Hidden underflow in BF16 divider in mixed-precision FP designs



Floating-point computations dominate the landscape of all AI/ML compute but also in automotive, avionics and healthcare. While performance and compute errors dominated the landscape of floating-point design and verification, power optimizations forced designers to use non-standard precisions such as FP4, FP8, BF16, and so on. So, mixed precision computation has become prominent in modern-day design.

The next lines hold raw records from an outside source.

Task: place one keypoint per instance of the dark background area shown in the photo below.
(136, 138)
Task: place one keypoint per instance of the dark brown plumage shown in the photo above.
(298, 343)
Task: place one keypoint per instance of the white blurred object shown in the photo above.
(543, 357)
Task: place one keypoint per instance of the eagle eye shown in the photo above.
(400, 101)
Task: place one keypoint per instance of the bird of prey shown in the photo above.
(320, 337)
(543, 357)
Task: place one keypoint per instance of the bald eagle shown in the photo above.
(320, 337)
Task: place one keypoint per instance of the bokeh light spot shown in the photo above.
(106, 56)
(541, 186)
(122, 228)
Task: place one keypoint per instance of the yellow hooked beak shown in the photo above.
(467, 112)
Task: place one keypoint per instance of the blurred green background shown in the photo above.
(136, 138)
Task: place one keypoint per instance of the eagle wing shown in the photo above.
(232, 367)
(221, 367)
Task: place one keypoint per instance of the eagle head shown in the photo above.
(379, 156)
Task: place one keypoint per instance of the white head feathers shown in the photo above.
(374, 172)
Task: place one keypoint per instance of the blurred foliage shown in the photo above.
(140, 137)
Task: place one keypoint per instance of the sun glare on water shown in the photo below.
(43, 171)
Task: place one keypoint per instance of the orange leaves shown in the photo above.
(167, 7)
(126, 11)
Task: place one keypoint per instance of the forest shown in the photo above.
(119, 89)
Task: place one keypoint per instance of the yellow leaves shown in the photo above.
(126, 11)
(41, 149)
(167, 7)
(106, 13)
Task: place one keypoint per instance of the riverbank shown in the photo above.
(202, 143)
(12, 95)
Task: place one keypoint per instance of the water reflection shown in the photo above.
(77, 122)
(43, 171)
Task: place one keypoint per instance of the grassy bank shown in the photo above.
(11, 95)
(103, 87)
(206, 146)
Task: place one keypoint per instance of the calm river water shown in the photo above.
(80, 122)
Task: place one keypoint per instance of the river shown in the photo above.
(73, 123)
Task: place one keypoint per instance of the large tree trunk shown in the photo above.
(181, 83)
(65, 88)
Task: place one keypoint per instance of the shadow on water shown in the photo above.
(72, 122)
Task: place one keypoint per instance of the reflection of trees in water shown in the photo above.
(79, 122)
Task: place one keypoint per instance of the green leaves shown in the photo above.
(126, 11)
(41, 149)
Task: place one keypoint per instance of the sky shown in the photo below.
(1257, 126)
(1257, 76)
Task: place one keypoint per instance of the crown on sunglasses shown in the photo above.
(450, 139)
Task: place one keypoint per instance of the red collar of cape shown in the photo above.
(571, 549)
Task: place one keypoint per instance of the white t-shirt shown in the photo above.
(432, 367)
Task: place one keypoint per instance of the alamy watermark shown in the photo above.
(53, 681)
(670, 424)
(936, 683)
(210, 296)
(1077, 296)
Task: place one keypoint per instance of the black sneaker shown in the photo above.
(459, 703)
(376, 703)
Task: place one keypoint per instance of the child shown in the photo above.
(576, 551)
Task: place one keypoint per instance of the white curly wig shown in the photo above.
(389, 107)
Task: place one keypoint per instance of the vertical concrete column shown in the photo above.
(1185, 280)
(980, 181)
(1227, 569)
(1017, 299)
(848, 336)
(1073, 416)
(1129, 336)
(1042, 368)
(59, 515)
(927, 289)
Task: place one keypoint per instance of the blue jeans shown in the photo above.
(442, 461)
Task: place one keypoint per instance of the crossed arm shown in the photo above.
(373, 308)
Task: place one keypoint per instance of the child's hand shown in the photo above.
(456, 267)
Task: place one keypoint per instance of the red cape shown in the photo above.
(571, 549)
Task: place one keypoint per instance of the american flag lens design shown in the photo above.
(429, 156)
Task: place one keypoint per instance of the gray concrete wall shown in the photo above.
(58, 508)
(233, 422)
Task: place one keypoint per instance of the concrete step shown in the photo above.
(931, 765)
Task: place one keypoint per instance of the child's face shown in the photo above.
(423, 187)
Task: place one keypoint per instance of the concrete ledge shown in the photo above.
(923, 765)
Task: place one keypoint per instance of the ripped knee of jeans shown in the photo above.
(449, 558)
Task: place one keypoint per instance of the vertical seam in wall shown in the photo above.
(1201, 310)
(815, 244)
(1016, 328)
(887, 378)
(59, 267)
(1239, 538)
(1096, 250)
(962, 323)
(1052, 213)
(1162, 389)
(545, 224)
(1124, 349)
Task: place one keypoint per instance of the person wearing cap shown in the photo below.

Figure 1 Here isa a sneak peek at floating point compute in AI designs. Source: Axiomise

However, a new paradigm of transprecision compute is also emerging. Tagliavini et.al captured this beautifully in their paper coining the term transprecision floating-point computing. According to the paper, transprecision computing is an area where “rather than tolerating errors implied by imprecise HW or SW computations, systems are explicitly designed to deliver just the required precision for intermediate computations”.

Mixed precision vs transprecision

Mixed precision and transprecision are closely related, but they are not the same thing. Mixed precision is mainly an algorithmic/use pattern; transprecision is a broader system and architecture paradigm. Mixed precision means using two or more fixed numeric formats within one algorithm or kernel. Transprecision goes further: it’s about designing the hardware, software, and algorithms so that the precision itself is a tunable resource.

In short, mixed precision is combining a few existing formats in one computation for performance/energy, with accuracy recovered by algorithmic tricks. And transprecision is an end-to-end paradigm where precision is a first-class, tunable knob, and the system supports many possible precisions (not just, for example, 16-bit/32-bit) to meet accuracy/energy goals.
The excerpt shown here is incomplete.